I know it's not a error but I'm not understanding how to scrape startup india website, I'm trying to click some website given in startup India but I can't click on them because scrapy can't click on websites and whatever information I'm having can only be scraped by pressing that link.

import scrapy
from selenium import webdriver
import os

class ProductSpider(scrapy.Spider):
    name = "product_spider"
    allowed_domains = ['https://www.startupindia.gov.in/']
    start_urls = ['https://www.startupindia.gov.in/content/sih/en/search.html?industries=sih:industry/advertising&states=sih:location/india/andhra-pradesh&stages=Prototype&roles=Startup&page=0']

    def __init__(self):
        cwd = os.getcwd()
        self.driver = webdriver.Chrome("C:/Users/RAJ/PycharmProjects/WebCrawler/WebCrawler/WebCrawler/spiders/chromedriver.exe")
        self.profile = []

    def parse(self, response):
        self.driver.get(response.url)

        while True:
            next = self.driver.find_element_by_xpath('//*[@id="persona-results"]/div[1]/div/a/div[1]')

            try:
                next.click()

                # get the data and write it to scrapy items
            except:
                break

        self.driver.close()

By the way, my end goal is to go get all the profile details but I don't know-how (PS: This is the first time me doing web scraping)

1 Answers1

0

This sounds like something similar to the tutorial on Scrapy documentation as below. In general, you can try to refer to the #follow links to author pages , right click and inspect the place to "click" to get the css/xpath on your desired webpage.

https://docs.scrapy.org/en/latest/intro/tutorial.html

Alternatively, feel free to share what you have. Hope this helps!

import scrapy


    class AuthorSpider(scrapy.Spider):
        name = 'author'

        start_urls = ['http://quotes.toscrape.com/']
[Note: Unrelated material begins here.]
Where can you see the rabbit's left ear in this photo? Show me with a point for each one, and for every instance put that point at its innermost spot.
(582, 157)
        def parse(self, response):
            # follow links to author pages
            for href in response.css('.author + a::attr(href)'):
                yield response.follow(href, self.parse_author)

            # follow pagination links
            for href in response.css('li.next a::attr(href)'):
                yield response.follow(href, self.parse)

        def parse_author(self, response):
            def extract_with_css(query):
                return response.css(query).get(default='').strip()

            yield {
                'name': extract_with_css('h3.author-title::text'),
                'birthdate': extract_with_css('.author-born-date::text'),
                'bio': extract_with_css('.author-description::text'),
            }